Countries using the US dollar point out that they are unable to cover their own money printing costs. Given the current economic uncertainties, the U.S. dollar is weakening. In April, J.P. Morgan and other economists said the dollar was likely to weaken further through 2021, while other currencies such as the European euro would rise. From the Asian bloc, the Chinese yuan, Singaporean dollar and other emerging market currencies loom large. In addition to making countries financially independent, the adoption of cryptocurrencies is becoming a viable option to use a collapsing currency as a store of wealth.
Cryptocurrency adoption boosts tourism and foreign investment
For a country like El Salvador, which relies heavily on tourism, liberal financial policies are important. The Central American country receives nearly 3 million tourists annually. In 2019, travel and tourism accounted for 11% of its total GDP.
Moreover, cryptocurrencies are very useful for people without bank accounts. In Panama, 70% of adults do not have access to banking services, but the number of smartphone subscribers was 3.8 million in 2019 and is expected to increase. In fact, this number is higher in El Salvador, where the literacy rate is 89.01% and current mobile phone penetration reaches 140%.

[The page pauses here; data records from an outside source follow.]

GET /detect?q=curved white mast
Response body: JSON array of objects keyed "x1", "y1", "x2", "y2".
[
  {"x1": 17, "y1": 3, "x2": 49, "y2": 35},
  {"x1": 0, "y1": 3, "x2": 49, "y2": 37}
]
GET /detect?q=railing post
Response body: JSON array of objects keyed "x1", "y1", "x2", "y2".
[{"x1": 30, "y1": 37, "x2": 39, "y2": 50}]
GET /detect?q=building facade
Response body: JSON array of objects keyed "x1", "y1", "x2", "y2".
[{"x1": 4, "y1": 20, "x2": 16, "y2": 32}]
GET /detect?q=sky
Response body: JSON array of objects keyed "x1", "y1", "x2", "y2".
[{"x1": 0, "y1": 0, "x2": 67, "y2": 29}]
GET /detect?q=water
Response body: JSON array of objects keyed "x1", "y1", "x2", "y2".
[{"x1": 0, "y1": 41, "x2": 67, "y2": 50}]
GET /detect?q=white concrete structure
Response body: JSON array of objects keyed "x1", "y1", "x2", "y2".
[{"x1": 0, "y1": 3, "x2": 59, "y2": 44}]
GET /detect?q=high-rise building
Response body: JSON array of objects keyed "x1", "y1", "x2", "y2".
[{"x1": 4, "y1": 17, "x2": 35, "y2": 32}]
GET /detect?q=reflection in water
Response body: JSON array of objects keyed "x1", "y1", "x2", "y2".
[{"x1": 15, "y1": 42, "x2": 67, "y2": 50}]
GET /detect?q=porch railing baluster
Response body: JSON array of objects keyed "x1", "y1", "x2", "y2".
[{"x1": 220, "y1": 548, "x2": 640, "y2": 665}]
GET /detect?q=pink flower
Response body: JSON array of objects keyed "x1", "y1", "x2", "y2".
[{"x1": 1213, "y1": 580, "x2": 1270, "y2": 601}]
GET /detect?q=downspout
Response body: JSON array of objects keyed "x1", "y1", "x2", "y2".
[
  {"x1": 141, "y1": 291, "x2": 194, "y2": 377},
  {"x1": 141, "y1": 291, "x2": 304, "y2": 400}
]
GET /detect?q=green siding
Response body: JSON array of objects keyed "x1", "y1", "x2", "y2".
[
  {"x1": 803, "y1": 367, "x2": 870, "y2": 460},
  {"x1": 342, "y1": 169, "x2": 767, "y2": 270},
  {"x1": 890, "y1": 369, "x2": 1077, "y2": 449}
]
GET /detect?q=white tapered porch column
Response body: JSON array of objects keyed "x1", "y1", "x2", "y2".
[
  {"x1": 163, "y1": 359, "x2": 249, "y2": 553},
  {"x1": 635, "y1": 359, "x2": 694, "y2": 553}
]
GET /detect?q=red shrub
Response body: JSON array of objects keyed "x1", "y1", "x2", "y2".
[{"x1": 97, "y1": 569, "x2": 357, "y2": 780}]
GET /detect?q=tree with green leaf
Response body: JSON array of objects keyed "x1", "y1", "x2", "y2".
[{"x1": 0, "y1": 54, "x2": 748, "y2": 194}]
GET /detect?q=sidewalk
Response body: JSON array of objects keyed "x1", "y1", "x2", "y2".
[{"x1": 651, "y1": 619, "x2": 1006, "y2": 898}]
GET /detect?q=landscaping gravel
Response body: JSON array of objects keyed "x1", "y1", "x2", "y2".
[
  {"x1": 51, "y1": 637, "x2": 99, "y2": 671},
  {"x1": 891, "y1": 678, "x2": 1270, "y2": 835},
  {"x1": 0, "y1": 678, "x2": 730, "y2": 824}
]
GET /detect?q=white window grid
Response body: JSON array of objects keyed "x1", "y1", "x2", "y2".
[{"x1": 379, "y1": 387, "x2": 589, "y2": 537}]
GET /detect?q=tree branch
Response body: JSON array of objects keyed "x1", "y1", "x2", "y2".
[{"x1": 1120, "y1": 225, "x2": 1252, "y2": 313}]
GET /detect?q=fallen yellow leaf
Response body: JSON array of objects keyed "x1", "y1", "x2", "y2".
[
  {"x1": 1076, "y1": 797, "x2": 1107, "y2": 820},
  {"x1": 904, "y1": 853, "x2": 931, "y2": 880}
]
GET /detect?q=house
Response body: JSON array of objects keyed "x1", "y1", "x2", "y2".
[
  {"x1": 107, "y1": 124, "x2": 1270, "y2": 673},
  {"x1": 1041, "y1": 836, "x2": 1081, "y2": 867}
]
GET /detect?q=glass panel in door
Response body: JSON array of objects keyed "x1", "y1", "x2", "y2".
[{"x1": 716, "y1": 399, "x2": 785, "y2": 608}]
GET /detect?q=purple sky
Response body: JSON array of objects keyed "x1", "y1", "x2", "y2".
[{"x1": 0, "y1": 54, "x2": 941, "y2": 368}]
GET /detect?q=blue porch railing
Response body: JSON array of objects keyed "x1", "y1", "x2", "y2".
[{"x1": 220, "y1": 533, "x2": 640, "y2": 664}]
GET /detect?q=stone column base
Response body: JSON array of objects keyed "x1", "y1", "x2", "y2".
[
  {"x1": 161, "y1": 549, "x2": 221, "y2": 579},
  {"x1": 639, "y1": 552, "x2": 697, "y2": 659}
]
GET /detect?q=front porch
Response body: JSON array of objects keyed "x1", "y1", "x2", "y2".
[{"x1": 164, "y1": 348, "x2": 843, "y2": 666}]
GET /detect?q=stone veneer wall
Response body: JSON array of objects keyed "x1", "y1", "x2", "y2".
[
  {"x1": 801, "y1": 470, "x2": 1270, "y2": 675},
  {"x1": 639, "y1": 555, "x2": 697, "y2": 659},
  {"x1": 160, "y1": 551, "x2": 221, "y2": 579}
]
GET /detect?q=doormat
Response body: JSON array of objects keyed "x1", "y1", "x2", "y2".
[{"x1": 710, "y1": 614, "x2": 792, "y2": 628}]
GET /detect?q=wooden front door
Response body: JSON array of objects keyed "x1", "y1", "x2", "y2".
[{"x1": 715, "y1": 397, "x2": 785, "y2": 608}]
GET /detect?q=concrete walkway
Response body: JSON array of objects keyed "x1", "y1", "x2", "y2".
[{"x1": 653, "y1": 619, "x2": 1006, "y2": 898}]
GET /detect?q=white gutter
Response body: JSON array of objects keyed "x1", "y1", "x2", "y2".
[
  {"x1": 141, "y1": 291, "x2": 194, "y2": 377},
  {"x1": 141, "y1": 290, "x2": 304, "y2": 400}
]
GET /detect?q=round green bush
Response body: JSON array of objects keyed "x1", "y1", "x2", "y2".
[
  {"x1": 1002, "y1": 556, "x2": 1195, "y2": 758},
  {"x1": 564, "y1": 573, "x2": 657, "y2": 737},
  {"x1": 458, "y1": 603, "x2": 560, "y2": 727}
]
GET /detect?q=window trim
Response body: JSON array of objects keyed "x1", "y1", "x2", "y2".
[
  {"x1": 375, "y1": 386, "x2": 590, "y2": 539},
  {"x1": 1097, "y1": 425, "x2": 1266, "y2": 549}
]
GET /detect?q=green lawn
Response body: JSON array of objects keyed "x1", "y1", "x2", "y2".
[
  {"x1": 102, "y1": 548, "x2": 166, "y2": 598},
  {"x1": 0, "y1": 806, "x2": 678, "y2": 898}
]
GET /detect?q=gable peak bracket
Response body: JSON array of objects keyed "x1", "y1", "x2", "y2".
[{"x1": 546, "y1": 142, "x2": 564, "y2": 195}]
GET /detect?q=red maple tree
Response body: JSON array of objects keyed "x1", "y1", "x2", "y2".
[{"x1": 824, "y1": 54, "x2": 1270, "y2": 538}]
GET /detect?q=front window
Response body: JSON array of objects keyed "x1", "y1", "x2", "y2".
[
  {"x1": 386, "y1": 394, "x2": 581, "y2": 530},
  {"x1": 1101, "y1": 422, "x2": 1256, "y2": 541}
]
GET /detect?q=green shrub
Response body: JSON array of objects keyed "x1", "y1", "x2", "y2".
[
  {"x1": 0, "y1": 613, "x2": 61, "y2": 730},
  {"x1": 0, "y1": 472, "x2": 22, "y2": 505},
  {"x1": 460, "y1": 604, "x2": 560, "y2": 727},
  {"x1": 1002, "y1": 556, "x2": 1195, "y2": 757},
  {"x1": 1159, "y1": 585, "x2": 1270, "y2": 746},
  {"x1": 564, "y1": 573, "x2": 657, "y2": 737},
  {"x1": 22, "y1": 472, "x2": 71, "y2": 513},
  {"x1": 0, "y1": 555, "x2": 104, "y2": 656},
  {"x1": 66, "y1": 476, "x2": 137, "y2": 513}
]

Although world trade and development agencies have opposed the current rapid adoption of cryptocurrencies as a means of exchange or transaction, economic pressure has led countries to enact crypto-friendly regulations. Cryptocurrencies are undoubtedly volatile, anonymous and can pose other risks. However, the debate that needs to be had now is how to implement harmonious cryptocurrency policies. Cryptocurrencies offer numerous benefits to countries, including lowering transaction fees, financial freedom, international trade, and more.